Digital euro. The European Union is accelerating its plans for a digital euro stablecoin, considering an unprecedented rollout on Ethereum or Solana. The move follows the swift approval of U.S. legislation regulating the $288 billion stablecoin market, which has raised concerns over the euro’s competitiveness in digital finance.
EU speeds up the digital euro
Officials in Brussels and the European Central Bank (ECB) are under pressure to finalize a framework that ensures the euro remains relevant in the global financial system. The urgency grew after Washington passed a law that reinforced the dominance of U.S. dollar-backed stablecoins, leaving European policymakers worried about capital flows shifting abroad.
Ethereum and Solana under review
For the first time, the EU is openly discussing the possibility of issuing the digital euro on public blockchains such as Ethereum and Solana. Until now, the assumption was that the ECB would opt for a private ledger, tightly controlled under its supervision.

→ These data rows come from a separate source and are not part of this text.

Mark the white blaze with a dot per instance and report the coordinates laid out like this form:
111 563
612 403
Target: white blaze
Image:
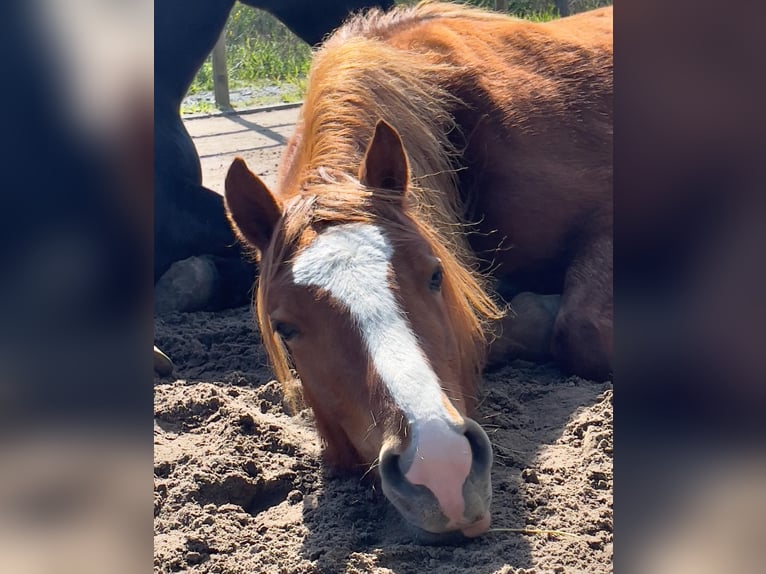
352 262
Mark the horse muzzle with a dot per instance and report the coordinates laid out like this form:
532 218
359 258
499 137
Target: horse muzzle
440 482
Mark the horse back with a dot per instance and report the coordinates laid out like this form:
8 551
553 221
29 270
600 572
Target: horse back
535 130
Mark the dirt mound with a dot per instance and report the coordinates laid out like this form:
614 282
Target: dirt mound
240 488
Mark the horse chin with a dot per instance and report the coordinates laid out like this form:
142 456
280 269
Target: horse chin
449 538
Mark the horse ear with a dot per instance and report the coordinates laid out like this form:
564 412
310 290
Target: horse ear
385 163
251 208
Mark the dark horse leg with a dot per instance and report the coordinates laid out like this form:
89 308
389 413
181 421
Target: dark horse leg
582 332
526 331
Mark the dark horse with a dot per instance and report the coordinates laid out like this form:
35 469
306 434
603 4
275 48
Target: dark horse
189 218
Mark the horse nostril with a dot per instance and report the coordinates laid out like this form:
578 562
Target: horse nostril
481 448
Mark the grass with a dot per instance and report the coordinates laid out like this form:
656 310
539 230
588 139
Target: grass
266 58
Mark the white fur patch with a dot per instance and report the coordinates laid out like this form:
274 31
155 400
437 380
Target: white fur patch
352 263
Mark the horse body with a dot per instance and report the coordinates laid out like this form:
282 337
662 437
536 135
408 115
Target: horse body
416 123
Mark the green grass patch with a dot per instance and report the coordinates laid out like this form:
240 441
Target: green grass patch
263 55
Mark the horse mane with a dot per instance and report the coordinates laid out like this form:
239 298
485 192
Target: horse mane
356 79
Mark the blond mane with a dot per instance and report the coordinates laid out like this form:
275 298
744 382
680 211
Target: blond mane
357 79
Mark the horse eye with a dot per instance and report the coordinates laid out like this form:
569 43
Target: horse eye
285 330
435 284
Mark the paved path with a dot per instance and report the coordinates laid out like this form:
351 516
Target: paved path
257 136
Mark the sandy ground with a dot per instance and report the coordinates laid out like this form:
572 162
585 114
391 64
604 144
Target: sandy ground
239 484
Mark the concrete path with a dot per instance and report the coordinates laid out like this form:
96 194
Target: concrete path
257 136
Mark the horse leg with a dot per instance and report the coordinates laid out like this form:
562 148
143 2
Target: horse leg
526 331
582 332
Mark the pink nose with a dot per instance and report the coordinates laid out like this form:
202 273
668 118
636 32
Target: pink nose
441 481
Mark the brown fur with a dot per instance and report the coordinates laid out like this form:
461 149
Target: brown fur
507 129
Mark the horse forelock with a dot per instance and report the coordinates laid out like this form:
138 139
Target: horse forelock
356 80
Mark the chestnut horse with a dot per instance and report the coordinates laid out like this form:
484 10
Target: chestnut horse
435 143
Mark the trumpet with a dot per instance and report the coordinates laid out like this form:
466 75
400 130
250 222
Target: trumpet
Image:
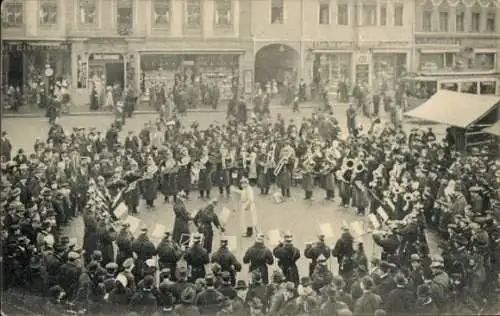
408 197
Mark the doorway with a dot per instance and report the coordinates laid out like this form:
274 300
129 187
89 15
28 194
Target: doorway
115 74
15 73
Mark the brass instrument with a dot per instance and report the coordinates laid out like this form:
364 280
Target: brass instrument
360 167
408 196
282 163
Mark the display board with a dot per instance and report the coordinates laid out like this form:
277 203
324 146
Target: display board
362 73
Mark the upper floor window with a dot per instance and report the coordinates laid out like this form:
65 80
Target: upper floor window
383 15
88 10
369 15
398 14
124 16
475 24
223 13
193 14
277 11
324 12
459 21
48 12
343 14
427 21
443 21
12 13
491 22
161 13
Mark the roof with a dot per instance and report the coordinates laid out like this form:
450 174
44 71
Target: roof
493 129
455 108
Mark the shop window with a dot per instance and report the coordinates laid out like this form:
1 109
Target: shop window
48 12
475 22
383 15
161 13
443 21
324 13
12 13
459 21
398 14
491 22
485 61
343 14
277 11
88 10
125 17
369 15
193 14
431 62
223 13
427 21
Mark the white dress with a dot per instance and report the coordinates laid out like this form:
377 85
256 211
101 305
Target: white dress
247 209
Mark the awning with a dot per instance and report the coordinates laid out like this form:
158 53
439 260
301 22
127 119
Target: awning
439 50
455 108
493 129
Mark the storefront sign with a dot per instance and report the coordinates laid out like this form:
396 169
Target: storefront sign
485 43
332 45
106 56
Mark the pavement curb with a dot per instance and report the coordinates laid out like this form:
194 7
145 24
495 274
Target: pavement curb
146 112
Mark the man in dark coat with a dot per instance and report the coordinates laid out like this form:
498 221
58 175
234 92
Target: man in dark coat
209 300
400 301
287 255
343 247
226 260
144 249
204 220
182 218
315 250
259 257
124 243
196 258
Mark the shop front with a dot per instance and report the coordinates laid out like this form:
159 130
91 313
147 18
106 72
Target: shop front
459 56
100 65
24 63
206 69
332 64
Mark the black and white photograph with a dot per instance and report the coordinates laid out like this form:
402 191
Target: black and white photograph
250 157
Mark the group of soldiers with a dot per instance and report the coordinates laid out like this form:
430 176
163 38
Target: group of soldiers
417 181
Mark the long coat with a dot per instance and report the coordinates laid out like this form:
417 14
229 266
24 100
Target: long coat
181 224
287 258
150 189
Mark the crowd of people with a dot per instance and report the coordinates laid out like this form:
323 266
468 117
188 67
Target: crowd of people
405 184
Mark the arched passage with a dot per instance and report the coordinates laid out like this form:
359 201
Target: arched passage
276 61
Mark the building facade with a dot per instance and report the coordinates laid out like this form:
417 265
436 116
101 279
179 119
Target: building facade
141 42
134 43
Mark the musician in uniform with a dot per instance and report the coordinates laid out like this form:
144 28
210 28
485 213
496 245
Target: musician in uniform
287 255
204 220
184 172
222 179
265 171
168 177
308 178
247 208
226 260
314 250
205 176
283 171
169 253
132 192
182 218
259 257
196 258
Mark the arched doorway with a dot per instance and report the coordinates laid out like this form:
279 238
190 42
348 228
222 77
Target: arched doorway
276 61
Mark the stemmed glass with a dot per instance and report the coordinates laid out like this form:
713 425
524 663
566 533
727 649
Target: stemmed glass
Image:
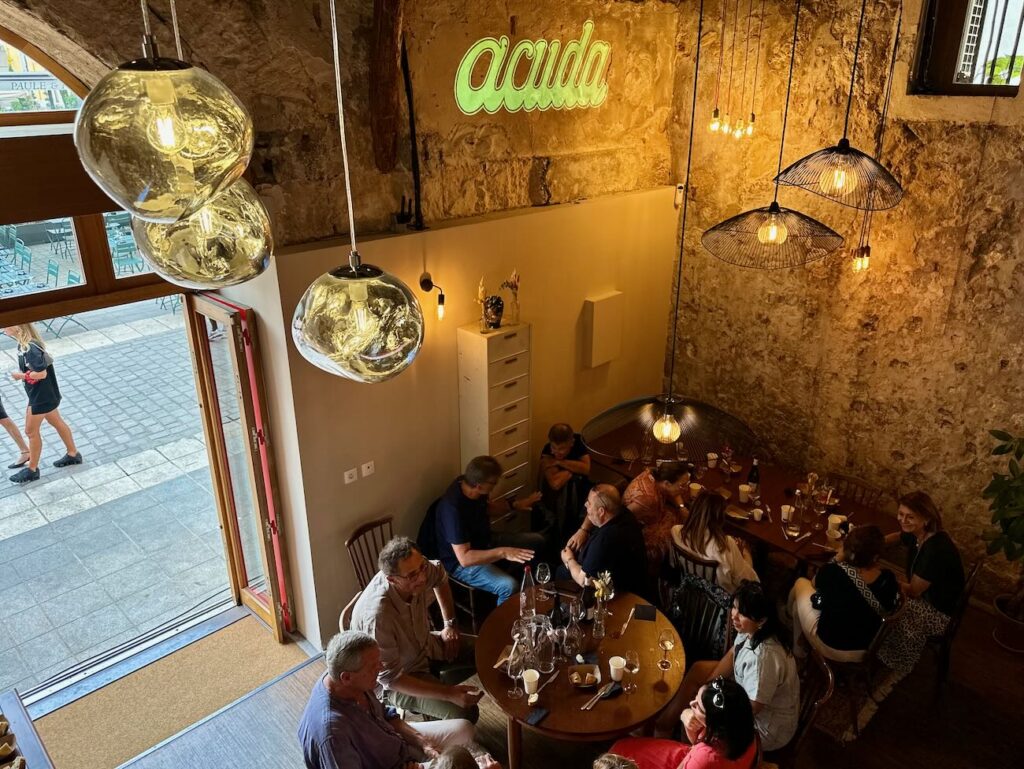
667 642
632 667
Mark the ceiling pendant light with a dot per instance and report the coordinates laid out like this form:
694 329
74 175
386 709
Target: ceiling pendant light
772 238
843 173
162 137
356 322
226 242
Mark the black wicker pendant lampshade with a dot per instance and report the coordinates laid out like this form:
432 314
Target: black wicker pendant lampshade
772 237
843 173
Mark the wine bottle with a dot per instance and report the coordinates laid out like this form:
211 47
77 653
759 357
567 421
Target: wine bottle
527 597
754 476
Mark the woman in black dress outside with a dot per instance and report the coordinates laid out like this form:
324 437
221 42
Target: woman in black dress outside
935 581
36 371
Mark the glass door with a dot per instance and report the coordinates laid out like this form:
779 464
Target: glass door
225 356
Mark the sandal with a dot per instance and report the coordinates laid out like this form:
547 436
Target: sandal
24 459
25 475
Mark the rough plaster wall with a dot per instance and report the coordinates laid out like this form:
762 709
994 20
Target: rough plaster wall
275 55
894 375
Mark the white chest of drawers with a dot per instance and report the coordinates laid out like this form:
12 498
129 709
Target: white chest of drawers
494 401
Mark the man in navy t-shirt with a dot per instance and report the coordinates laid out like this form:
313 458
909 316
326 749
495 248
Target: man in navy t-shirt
465 543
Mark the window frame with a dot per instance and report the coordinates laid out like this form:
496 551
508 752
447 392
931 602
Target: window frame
940 34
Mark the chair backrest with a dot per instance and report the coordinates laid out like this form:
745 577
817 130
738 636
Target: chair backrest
345 621
854 489
816 686
695 565
365 545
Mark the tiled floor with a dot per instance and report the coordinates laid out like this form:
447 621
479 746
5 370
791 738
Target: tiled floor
95 554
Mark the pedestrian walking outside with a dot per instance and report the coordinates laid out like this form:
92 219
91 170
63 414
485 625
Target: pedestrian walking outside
36 371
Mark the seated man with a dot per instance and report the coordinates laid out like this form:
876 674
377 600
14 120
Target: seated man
393 610
564 482
345 725
465 543
614 545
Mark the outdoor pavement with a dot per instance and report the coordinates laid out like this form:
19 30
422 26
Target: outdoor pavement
95 554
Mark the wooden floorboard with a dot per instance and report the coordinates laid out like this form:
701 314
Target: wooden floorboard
975 724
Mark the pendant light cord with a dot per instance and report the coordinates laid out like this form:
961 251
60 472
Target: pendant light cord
177 35
757 58
853 72
353 258
686 199
788 89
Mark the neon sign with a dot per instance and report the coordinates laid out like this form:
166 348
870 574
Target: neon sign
557 79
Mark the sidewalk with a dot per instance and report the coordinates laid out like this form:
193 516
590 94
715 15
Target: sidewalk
94 554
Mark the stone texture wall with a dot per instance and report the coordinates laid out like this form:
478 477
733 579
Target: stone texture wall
275 55
896 374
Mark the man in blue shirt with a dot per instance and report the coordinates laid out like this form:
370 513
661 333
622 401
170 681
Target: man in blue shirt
465 543
344 724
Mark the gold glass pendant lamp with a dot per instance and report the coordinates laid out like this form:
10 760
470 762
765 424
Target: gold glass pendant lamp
843 173
162 137
772 237
356 321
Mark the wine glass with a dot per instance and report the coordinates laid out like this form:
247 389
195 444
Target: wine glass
667 642
632 667
517 664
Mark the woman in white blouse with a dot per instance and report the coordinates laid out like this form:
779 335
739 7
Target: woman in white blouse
704 536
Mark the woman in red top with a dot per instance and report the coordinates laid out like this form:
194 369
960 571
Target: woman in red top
726 740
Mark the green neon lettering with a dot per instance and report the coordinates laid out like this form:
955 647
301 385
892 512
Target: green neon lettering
559 79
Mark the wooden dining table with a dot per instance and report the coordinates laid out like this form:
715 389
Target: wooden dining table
609 718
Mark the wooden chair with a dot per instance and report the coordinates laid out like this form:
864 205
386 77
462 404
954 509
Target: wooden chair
854 489
861 675
816 686
345 621
942 645
365 545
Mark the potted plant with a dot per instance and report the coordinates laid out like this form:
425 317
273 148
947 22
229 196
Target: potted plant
1007 494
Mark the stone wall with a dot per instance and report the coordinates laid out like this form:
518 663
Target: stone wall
276 57
896 374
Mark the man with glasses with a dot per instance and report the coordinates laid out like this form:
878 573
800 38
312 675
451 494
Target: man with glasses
421 670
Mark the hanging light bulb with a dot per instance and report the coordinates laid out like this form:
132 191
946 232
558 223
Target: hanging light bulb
162 137
226 242
356 322
716 122
667 429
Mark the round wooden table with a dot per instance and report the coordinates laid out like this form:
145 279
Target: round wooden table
609 718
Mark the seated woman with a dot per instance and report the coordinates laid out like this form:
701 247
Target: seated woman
564 482
760 661
726 738
841 612
935 574
704 536
654 498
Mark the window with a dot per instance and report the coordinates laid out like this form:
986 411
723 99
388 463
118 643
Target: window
971 48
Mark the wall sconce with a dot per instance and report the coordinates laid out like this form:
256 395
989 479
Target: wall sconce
427 284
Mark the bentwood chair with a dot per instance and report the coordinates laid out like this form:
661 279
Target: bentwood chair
943 645
816 686
365 545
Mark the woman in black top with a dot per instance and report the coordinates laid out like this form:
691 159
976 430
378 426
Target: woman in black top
843 610
935 581
36 371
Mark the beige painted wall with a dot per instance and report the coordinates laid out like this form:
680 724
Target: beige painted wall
410 426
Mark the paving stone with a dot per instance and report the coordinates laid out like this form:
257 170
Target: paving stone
27 625
95 628
45 651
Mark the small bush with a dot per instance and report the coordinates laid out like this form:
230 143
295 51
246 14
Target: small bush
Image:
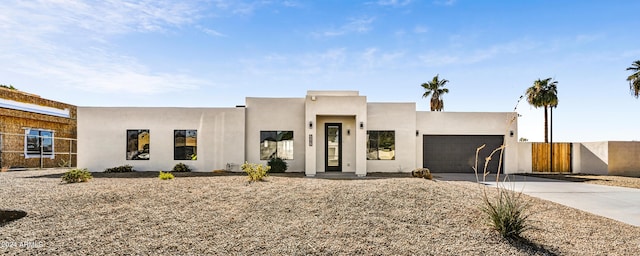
256 172
277 165
507 214
123 168
76 175
165 176
180 167
422 173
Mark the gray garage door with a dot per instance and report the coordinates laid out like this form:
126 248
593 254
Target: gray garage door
456 153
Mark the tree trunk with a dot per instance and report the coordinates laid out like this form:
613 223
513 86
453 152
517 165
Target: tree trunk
546 126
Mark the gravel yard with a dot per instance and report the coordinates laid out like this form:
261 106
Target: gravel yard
286 215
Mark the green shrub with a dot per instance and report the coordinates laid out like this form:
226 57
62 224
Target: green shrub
256 172
165 176
180 167
277 165
507 214
422 173
76 175
122 168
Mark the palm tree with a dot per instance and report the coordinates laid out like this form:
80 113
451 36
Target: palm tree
634 79
543 93
436 89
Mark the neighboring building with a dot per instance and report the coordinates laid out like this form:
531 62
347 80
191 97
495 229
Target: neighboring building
35 132
324 131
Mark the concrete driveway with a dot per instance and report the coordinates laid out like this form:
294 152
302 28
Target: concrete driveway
618 203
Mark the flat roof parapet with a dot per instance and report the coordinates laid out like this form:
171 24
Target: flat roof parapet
333 93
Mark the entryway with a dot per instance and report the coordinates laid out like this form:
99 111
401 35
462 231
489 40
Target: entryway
333 147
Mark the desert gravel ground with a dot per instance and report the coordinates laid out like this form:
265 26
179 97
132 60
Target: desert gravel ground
286 215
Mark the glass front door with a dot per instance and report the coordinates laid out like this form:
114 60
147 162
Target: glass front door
333 147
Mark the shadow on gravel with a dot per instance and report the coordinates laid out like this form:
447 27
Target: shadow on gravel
563 177
7 216
343 176
128 175
329 176
530 248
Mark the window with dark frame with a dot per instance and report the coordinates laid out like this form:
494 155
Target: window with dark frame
381 145
185 145
38 143
138 143
276 144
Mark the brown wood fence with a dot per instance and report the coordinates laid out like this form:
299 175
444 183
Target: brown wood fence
540 157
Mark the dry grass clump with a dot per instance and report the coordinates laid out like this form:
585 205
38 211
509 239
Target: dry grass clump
507 212
165 176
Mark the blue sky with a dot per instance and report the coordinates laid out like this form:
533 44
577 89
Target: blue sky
214 53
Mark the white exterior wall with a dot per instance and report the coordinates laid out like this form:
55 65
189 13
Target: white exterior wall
624 158
590 157
471 123
232 135
276 114
401 118
102 136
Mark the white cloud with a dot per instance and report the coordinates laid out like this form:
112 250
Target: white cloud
360 25
211 32
67 41
460 55
420 29
394 3
445 2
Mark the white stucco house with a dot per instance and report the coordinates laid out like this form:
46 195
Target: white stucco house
325 131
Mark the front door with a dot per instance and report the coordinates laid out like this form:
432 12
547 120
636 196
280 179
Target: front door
333 147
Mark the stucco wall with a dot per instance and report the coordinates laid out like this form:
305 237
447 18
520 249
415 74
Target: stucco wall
102 136
591 157
401 118
471 123
624 158
276 114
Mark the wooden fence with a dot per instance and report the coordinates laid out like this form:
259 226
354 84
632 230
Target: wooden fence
541 161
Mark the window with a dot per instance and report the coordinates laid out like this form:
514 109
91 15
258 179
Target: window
381 145
276 144
138 145
185 145
38 143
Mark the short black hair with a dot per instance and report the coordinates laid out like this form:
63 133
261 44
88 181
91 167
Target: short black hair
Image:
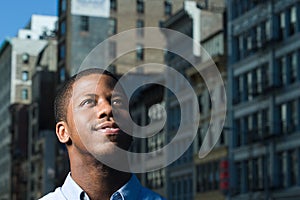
64 93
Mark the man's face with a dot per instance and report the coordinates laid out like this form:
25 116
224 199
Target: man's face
92 126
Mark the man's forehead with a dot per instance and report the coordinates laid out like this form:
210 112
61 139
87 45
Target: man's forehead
97 81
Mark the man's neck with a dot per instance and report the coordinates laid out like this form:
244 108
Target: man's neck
97 180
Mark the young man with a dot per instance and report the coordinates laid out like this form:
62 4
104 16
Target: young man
85 123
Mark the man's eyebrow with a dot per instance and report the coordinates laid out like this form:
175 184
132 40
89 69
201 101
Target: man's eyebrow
91 95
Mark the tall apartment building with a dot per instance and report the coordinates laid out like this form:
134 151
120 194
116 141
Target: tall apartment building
131 14
263 79
82 25
190 177
42 141
18 57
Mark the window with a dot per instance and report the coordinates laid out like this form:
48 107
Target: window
84 23
258 36
112 26
292 165
293 19
63 5
62 51
282 71
283 118
62 28
113 5
282 25
62 75
25 58
168 7
249 85
293 69
293 123
140 6
207 177
140 26
140 52
25 76
155 179
24 94
112 49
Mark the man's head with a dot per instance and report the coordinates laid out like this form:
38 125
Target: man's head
89 111
64 94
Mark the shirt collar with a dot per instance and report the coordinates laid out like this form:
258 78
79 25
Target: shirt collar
72 190
130 190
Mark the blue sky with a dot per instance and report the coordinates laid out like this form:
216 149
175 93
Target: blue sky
15 14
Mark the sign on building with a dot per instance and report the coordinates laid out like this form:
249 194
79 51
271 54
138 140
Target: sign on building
93 8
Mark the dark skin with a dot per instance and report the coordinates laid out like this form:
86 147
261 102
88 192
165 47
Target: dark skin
91 106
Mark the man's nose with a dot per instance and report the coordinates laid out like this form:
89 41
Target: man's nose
104 109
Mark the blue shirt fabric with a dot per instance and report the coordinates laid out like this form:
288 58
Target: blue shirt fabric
132 190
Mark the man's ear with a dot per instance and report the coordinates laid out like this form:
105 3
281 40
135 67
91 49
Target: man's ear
62 132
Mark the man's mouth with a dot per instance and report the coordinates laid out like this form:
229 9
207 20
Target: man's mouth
107 128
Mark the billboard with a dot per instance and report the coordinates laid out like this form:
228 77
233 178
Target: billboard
93 8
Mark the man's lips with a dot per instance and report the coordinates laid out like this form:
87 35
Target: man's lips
107 128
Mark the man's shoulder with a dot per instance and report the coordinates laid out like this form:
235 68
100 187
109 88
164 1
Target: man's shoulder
147 194
57 194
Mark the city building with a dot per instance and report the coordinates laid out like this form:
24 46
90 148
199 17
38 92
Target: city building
263 82
190 177
19 150
18 57
42 142
139 14
82 25
146 111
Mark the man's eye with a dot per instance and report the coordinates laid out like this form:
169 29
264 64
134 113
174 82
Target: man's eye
117 102
88 102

Deploying on open networks could accelerate adoption, simplify cross-border payments and connect Europe directly with the existing crypto infrastructure. However, privacy and governance concerns remain at the center of the debate.
Sovereignty and risks
ECB executive board member Piero Cipollone has warned that the rising dominance of dollar-pegged tokens may undermine Europe’s financial stability and sovereignty. While a digital euro could strengthen Europe’s monetary autonomy, critics highlight the risk of exposing user data if deployed on transparent public chains.
Timeline and next steps
The ECB launched its first investigation phase in 2021 and entered a preparation stage in October 2023 to define rules and technical frameworks. In June 2025, Christine Lagarde urged EU lawmakers to speed up legislation, with a Governing Council decision expected later this year if political approvals are secured.
If public blockchains are chosen, the rollout of the digital euro could reshape not only European payments but also the balance of global stablecoin markets.